Your heart is pretty good at prioritization, and you said it yourself: All your energy is elsewhere right now. Your head may not understand that, but your head is the Gentile in this scenario. Go with your heart on this one. Keep wearing the same three shirts and using the same five adverbs. You'll get back to the rest of your wardrobe and vocabulary eventually and, when you do, you'll be even more gorgeous and eloquent than you were the last time I saw you (and, let me tell you, you were pretty darn gorgeous and eloquent), but for now let those fields lie fallow and stop beating yourself up about lower crop yields.

Have I sufficiently strangled the metaphor? Good.

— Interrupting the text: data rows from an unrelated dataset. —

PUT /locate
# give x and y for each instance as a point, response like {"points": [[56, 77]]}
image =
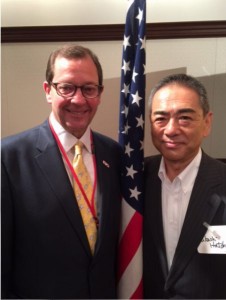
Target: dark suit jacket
{"points": [[45, 251], [192, 275]]}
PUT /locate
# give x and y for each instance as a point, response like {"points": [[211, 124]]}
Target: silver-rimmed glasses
{"points": [[67, 90]]}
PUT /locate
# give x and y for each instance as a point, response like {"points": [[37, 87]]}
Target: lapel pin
{"points": [[106, 164]]}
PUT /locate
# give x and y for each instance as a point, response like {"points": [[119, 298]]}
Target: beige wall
{"points": [[23, 70]]}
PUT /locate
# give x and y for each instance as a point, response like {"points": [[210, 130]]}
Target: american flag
{"points": [[131, 137]]}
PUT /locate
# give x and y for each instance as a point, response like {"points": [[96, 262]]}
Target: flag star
{"points": [[128, 149], [136, 98], [140, 16], [125, 111], [125, 66], [134, 75], [126, 42], [131, 172], [126, 89], [140, 121], [126, 128], [134, 193]]}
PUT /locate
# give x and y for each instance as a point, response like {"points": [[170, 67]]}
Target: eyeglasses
{"points": [[68, 90]]}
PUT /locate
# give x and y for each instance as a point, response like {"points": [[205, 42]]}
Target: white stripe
{"points": [[132, 276]]}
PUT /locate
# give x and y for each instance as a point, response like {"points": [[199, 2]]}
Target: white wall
{"points": [[23, 66], [81, 12]]}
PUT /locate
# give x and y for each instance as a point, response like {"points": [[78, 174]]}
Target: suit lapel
{"points": [[51, 164], [103, 180], [202, 208]]}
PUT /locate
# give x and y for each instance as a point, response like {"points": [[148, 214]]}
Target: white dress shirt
{"points": [[175, 200]]}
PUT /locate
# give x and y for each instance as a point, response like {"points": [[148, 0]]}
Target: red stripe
{"points": [[130, 242], [138, 294]]}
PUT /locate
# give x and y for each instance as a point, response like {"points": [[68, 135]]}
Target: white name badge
{"points": [[214, 240]]}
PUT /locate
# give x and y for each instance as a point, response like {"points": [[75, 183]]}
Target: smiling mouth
{"points": [[77, 113]]}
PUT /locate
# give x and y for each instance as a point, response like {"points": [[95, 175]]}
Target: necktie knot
{"points": [[78, 148]]}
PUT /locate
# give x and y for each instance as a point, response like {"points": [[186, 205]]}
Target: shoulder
{"points": [[212, 163], [22, 139]]}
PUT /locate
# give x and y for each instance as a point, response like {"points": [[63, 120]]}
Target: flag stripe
{"points": [[132, 285], [130, 241], [139, 291]]}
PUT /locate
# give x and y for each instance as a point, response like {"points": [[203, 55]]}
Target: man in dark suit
{"points": [[185, 194], [45, 250]]}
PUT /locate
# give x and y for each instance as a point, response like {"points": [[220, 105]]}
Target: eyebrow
{"points": [[179, 111]]}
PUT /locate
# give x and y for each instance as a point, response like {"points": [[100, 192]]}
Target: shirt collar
{"points": [[67, 139], [187, 176]]}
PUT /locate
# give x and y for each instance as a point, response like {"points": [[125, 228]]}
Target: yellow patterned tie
{"points": [[84, 178]]}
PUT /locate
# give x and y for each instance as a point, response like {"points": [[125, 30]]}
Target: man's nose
{"points": [[78, 96], [172, 126]]}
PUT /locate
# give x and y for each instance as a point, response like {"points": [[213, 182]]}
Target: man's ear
{"points": [[47, 89]]}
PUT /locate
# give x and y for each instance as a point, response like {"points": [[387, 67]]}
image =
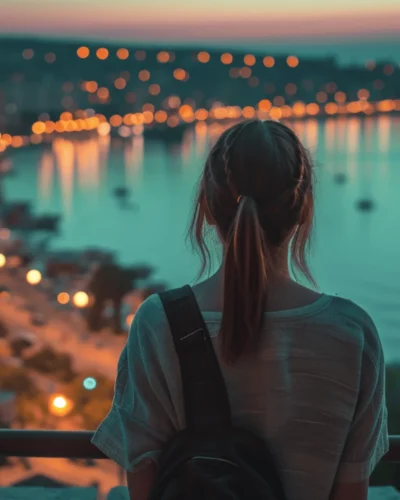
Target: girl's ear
{"points": [[207, 213]]}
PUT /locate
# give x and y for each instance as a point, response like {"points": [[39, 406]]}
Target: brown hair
{"points": [[256, 188]]}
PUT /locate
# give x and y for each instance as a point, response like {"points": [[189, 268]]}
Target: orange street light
{"points": [[59, 405], [33, 277]]}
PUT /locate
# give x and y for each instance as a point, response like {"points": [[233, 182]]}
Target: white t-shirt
{"points": [[315, 391]]}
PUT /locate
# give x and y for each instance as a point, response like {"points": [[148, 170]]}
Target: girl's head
{"points": [[257, 189]]}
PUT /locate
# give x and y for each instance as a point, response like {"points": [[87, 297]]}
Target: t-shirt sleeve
{"points": [[368, 439], [140, 421]]}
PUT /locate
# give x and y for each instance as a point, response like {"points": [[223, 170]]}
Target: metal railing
{"points": [[77, 444]]}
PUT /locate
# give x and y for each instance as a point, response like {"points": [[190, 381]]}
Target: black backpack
{"points": [[211, 459]]}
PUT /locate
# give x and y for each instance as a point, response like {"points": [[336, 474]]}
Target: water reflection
{"points": [[133, 155], [351, 248], [46, 175], [65, 157]]}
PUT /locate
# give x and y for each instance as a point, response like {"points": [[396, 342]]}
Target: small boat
{"points": [[365, 205]]}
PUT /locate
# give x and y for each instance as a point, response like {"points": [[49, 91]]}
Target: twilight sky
{"points": [[216, 20]]}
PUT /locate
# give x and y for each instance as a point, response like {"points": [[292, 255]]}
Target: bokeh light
{"points": [[81, 299], [63, 298], [89, 383], [33, 277], [83, 52]]}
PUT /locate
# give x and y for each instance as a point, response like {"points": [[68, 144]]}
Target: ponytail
{"points": [[246, 268]]}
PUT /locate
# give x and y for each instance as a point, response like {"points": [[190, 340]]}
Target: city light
{"points": [[33, 277], [122, 54], [81, 299], [249, 60], [144, 75], [89, 383], [226, 58], [63, 298], [102, 53], [203, 57], [292, 61], [83, 52], [59, 405], [163, 57], [269, 62]]}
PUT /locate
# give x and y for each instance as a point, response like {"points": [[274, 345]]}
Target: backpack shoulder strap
{"points": [[204, 392]]}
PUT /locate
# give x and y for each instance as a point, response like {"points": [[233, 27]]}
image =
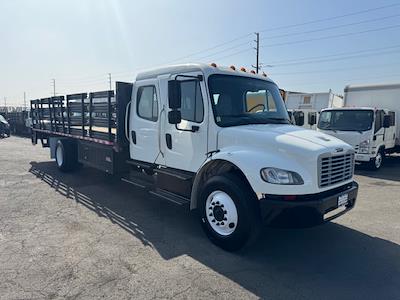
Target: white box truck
{"points": [[368, 121], [198, 134], [305, 107]]}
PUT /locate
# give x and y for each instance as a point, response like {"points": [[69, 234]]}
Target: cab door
{"points": [[390, 133], [144, 121], [185, 145]]}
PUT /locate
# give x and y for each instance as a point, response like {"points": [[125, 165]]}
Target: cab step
{"points": [[174, 198]]}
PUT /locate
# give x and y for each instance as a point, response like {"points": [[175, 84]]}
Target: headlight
{"points": [[364, 147], [279, 176]]}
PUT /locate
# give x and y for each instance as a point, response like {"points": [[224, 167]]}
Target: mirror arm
{"points": [[194, 128], [198, 77]]}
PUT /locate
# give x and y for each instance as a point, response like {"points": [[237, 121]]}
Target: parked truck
{"points": [[305, 107], [190, 134], [369, 121]]}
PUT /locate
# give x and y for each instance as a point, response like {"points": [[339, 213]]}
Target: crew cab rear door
{"points": [[144, 121], [185, 145]]}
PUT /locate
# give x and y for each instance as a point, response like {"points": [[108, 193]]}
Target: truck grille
{"points": [[335, 169]]}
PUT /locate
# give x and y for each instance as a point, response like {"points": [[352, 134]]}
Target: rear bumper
{"points": [[307, 210]]}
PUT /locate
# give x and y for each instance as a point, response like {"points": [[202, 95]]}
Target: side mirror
{"points": [[174, 94], [299, 118], [174, 117], [386, 121], [312, 118]]}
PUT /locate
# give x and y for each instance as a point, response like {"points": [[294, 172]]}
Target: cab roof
{"points": [[196, 67]]}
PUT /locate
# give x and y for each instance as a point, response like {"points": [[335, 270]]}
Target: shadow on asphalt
{"points": [[389, 171], [330, 261]]}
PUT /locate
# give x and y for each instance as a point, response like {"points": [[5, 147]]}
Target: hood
{"points": [[287, 139], [353, 138]]}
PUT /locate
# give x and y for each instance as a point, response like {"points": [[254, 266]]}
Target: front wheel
{"points": [[377, 162], [229, 212]]}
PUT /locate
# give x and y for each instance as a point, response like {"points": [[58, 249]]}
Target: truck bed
{"points": [[95, 117]]}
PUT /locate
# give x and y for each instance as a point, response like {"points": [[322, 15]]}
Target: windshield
{"points": [[242, 100], [346, 120]]}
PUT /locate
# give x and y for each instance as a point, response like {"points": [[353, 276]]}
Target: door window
{"points": [[192, 101], [147, 103]]}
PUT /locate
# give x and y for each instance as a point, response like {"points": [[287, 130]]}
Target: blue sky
{"points": [[78, 42]]}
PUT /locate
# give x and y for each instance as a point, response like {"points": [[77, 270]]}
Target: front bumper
{"points": [[307, 210], [363, 157]]}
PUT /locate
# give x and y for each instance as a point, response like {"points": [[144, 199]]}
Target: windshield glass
{"points": [[346, 120], [242, 100]]}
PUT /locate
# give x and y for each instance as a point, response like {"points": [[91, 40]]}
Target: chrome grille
{"points": [[334, 169], [356, 148]]}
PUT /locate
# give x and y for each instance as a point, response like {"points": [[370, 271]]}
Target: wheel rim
{"points": [[59, 156], [378, 160], [221, 213]]}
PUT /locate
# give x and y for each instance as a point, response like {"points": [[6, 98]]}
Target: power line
{"points": [[331, 36], [277, 63], [332, 70], [330, 27], [337, 58], [331, 18]]}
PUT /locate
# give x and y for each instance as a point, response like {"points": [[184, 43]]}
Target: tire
{"points": [[232, 204], [66, 155], [377, 162]]}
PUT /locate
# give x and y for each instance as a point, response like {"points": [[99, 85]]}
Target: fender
{"points": [[247, 160]]}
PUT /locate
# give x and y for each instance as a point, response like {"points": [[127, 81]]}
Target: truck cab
{"points": [[371, 131]]}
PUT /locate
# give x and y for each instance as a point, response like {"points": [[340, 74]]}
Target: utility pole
{"points": [[257, 48], [109, 80], [54, 87]]}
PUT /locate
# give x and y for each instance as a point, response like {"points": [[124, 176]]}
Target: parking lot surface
{"points": [[87, 235]]}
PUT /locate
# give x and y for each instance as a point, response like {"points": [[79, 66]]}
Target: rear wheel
{"points": [[228, 212], [66, 155]]}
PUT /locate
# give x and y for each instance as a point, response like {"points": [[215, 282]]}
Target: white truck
{"points": [[305, 107], [192, 134], [369, 122]]}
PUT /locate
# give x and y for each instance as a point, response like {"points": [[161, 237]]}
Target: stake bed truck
{"points": [[192, 134], [369, 122]]}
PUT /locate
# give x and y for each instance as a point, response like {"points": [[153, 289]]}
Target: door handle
{"points": [[133, 135], [168, 140]]}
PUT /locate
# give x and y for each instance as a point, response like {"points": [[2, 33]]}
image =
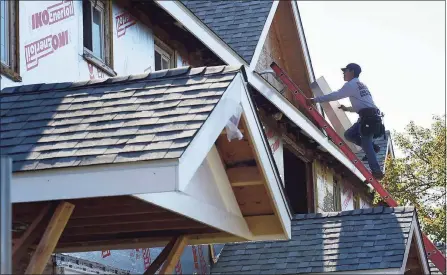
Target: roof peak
{"points": [[148, 76], [370, 211]]}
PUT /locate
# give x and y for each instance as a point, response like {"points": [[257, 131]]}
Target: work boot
{"points": [[376, 149], [378, 175]]}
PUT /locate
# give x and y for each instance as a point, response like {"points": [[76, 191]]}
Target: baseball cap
{"points": [[353, 67]]}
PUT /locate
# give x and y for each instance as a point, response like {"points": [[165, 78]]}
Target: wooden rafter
{"points": [[21, 245], [50, 238], [174, 255], [244, 176]]}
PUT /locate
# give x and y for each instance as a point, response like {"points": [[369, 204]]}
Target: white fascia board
{"points": [[266, 160], [264, 33], [221, 49], [202, 143], [200, 211], [420, 246], [94, 181], [302, 37], [384, 271], [177, 10], [301, 121], [407, 247]]}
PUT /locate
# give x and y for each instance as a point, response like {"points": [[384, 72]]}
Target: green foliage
{"points": [[419, 177]]}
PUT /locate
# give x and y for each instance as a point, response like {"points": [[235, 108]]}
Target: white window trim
{"points": [[165, 51], [12, 69], [100, 7], [106, 62], [8, 31]]}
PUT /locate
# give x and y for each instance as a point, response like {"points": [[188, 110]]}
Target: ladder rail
{"points": [[433, 253]]}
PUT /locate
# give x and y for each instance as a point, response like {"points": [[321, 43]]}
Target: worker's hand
{"points": [[343, 107], [310, 101]]}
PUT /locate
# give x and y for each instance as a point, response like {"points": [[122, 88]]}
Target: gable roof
{"points": [[362, 239], [122, 119], [238, 23], [381, 155]]}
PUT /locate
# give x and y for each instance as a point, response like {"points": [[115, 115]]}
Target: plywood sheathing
{"points": [[244, 174], [283, 46]]}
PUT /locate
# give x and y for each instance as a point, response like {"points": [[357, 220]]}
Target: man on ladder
{"points": [[369, 125]]}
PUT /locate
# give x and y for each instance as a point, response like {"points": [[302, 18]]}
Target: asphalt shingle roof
{"points": [[238, 23], [362, 239], [381, 157], [102, 121]]}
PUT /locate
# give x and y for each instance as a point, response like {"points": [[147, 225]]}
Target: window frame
{"points": [[12, 70], [164, 50], [337, 195], [106, 62], [356, 201]]}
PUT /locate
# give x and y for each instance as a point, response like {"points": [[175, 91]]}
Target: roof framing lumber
{"points": [[50, 238], [244, 176], [161, 258], [21, 245], [174, 255]]}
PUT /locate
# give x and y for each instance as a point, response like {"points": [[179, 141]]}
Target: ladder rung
{"points": [[434, 255]]}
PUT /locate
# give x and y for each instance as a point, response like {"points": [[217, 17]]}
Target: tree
{"points": [[418, 178]]}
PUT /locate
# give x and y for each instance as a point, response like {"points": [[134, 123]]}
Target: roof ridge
{"points": [[363, 211], [173, 73]]}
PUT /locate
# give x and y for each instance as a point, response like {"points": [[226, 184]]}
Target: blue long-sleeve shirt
{"points": [[357, 92]]}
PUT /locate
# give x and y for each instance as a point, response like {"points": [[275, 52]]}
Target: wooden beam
{"points": [[161, 258], [265, 225], [244, 176], [174, 255], [50, 238], [134, 243], [128, 219], [296, 147], [21, 245], [144, 226]]}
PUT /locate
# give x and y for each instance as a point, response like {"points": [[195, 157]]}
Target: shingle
{"points": [[240, 20], [136, 119], [337, 252]]}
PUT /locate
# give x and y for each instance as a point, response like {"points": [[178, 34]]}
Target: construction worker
{"points": [[369, 125]]}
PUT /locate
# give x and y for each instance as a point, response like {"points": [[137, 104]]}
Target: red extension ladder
{"points": [[433, 253]]}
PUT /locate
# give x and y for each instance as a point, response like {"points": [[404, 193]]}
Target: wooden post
{"points": [[174, 255], [23, 240], [50, 238], [161, 258]]}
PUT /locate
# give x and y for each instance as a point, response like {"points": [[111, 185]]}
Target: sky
{"points": [[400, 46]]}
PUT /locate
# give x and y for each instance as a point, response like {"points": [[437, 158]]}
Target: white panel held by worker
{"points": [[369, 125]]}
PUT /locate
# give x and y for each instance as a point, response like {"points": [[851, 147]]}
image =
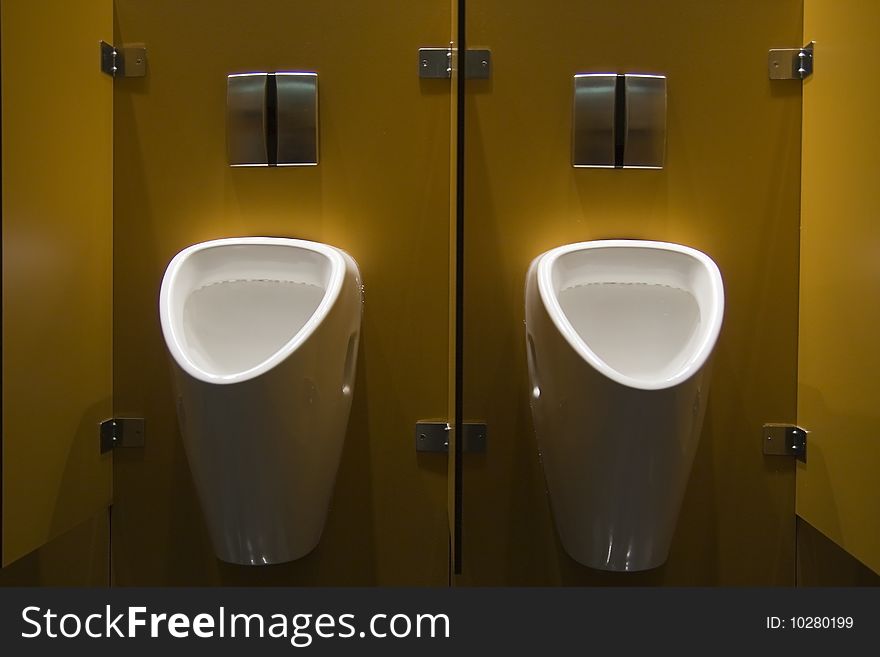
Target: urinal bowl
{"points": [[263, 334], [619, 338]]}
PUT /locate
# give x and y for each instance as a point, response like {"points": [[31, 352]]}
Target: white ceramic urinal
{"points": [[619, 337], [263, 334]]}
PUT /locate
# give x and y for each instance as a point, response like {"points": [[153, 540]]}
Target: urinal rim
{"points": [[544, 266], [334, 288]]}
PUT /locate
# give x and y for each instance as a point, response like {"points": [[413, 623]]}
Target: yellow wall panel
{"points": [[381, 192], [57, 261], [729, 188], [838, 491], [79, 557]]}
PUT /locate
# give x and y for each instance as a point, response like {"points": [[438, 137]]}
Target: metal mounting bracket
{"points": [[126, 62], [122, 432], [434, 437], [791, 63], [785, 440], [436, 63]]}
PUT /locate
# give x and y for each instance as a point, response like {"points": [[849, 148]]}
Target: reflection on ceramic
{"points": [[263, 334], [619, 338]]}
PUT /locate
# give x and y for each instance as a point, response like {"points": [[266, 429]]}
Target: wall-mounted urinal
{"points": [[619, 337], [263, 334]]}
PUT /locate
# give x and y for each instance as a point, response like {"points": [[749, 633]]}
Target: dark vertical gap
{"points": [[271, 121], [2, 397], [619, 120], [110, 543], [459, 279]]}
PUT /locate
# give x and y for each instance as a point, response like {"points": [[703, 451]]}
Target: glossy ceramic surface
{"points": [[263, 334], [619, 339]]}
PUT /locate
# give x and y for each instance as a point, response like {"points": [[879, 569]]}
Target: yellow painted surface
{"points": [[381, 192], [838, 491], [730, 188], [821, 562], [57, 261], [453, 258], [79, 557]]}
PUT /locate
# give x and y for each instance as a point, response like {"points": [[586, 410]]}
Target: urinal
{"points": [[263, 337], [619, 338]]}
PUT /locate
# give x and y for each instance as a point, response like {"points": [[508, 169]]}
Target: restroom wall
{"points": [[380, 191], [57, 150], [822, 562], [730, 188], [838, 492], [79, 557]]}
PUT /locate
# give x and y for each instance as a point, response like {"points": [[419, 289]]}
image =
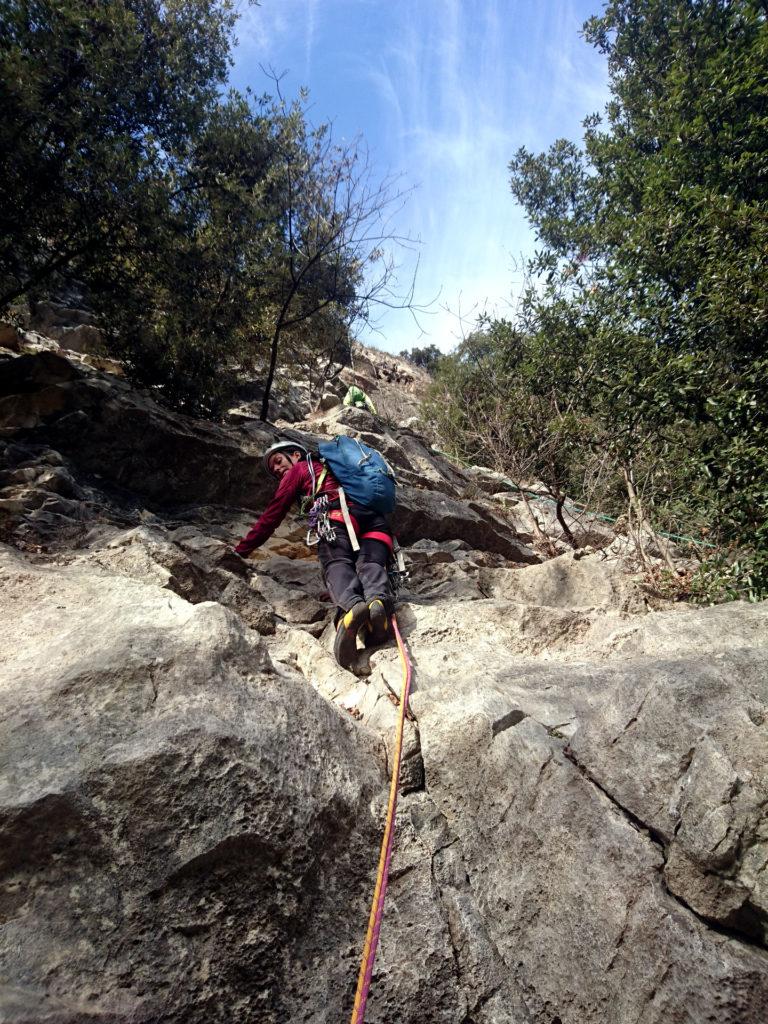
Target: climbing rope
{"points": [[385, 855]]}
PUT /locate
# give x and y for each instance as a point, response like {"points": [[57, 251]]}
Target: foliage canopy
{"points": [[645, 335]]}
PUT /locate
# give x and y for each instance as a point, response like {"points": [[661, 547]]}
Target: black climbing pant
{"points": [[352, 577]]}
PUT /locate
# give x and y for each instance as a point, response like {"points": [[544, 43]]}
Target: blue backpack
{"points": [[361, 471]]}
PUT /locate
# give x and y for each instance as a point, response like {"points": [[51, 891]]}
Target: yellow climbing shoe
{"points": [[345, 645], [378, 625]]}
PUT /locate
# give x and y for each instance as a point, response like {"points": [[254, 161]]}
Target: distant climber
{"points": [[357, 582], [356, 396]]}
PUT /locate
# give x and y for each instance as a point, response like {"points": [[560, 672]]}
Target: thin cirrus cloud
{"points": [[443, 91]]}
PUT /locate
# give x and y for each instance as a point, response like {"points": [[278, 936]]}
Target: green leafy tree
{"points": [[654, 255], [99, 99], [428, 357]]}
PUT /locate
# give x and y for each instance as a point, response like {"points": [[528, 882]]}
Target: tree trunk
{"points": [[270, 376]]}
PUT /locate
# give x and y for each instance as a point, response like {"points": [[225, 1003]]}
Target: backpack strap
{"points": [[347, 520]]}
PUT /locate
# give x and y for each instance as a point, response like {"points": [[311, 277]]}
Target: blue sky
{"points": [[443, 92]]}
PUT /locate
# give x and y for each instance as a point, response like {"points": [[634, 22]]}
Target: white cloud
{"points": [[448, 91]]}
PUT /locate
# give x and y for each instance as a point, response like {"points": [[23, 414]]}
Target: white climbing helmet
{"points": [[287, 448]]}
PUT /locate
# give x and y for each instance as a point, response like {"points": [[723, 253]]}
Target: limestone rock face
{"points": [[193, 792], [173, 825]]}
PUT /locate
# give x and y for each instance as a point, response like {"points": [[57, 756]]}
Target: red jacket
{"points": [[296, 483]]}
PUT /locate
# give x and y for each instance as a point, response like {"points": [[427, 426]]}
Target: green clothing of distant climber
{"points": [[357, 397]]}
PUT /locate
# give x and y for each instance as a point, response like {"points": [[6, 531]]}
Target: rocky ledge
{"points": [[193, 792]]}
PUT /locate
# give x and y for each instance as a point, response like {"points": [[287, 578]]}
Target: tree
{"points": [[654, 251], [335, 258], [99, 100], [428, 357]]}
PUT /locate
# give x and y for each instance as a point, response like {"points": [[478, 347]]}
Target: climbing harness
{"points": [[396, 568], [385, 855], [321, 526], [347, 520]]}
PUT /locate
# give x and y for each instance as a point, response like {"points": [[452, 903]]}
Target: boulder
{"points": [[169, 810], [437, 516], [126, 438]]}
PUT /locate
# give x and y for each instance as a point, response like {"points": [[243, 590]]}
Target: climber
{"points": [[357, 397], [357, 582]]}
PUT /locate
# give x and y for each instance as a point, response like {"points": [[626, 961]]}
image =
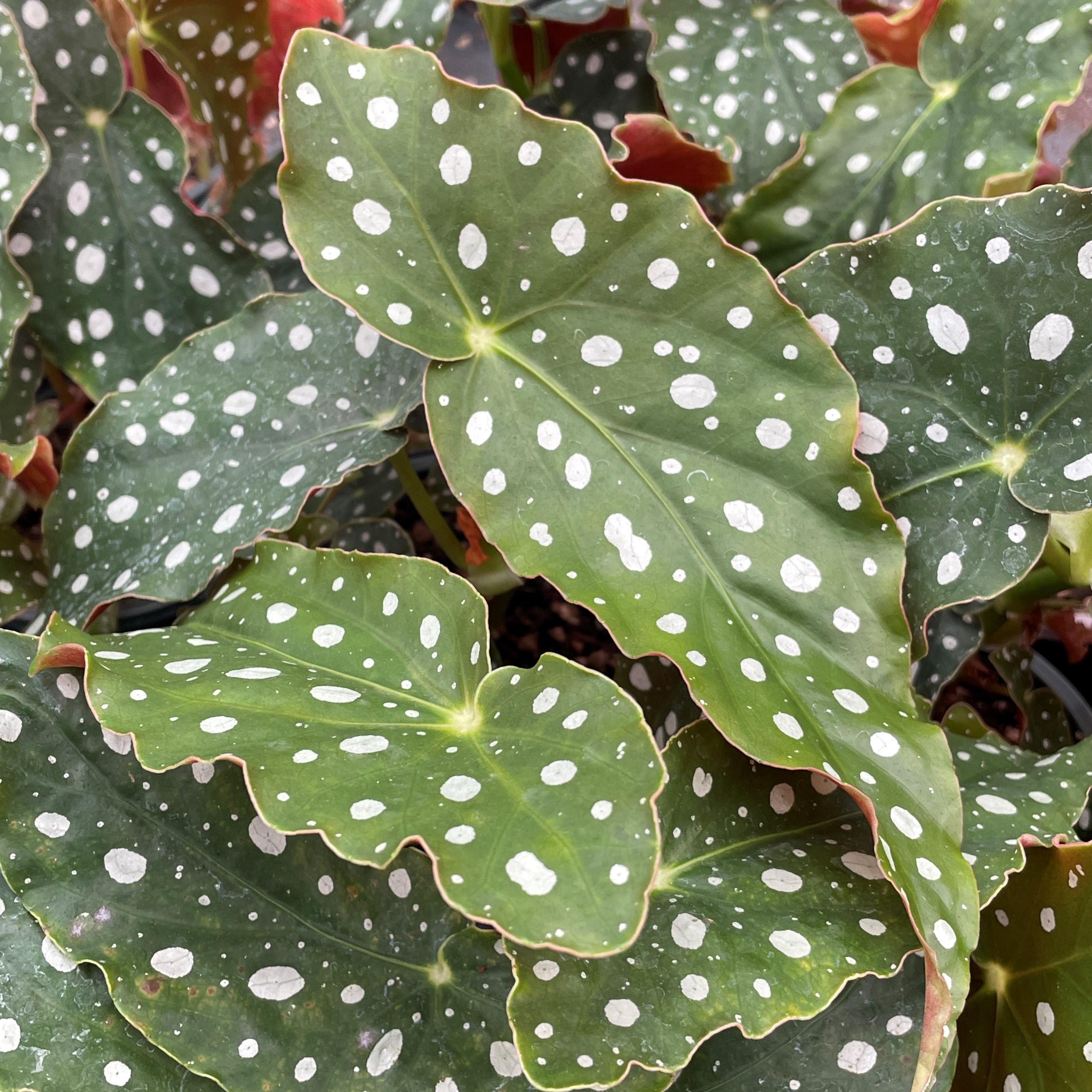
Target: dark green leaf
{"points": [[124, 268], [757, 74], [973, 379], [767, 901], [382, 678], [896, 140], [739, 535], [223, 441]]}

I was going to finish with a reference to Zac Efron's performance in Charlie St. Cloud, but I think I'll save that for another time.

Yours,
Grettir

jenny said...

this is depressing. i feel ya though, but i am currently in the weirdest mood right now from watching the worst movie ever and being sick. night bebe.

MedSchoolWife said...

Glad to read the end of this post. It's common to get some form of seasonal depression, but that doesn't make it any less gray to endure.

Huzzah for Spring

Brittany said...

Julie, I just feel redundant when I comment. But really, you and your words blow me away and build me up inside.

Winter is hard for me too, and I'm just over here praying that this is the last snow. Thanks for writing about the green, but thanks for writing honestly about the white and grey too.

Haley said...

dear julie,

this is really amazing. but i have one question: are you still alive? you've defied all science if you survived all those showers...

here's hoping! haha.

your friend,
haley

brooke said...

do you ever get words stuck in your head?
these are the words that have been stuck in my head for a couple weeks now: Bikram yoga.

reading those words in this post was the last straw, and i just want you to know i'm gonna start it. being a Bikram yoga-er.

cool.

Haley said...

oh my gosh you are reading bossypants. i LOVED it! it's so hilarious. I just finished the audiobook--as read by ms. fey herself--and was in tears! it's perfect.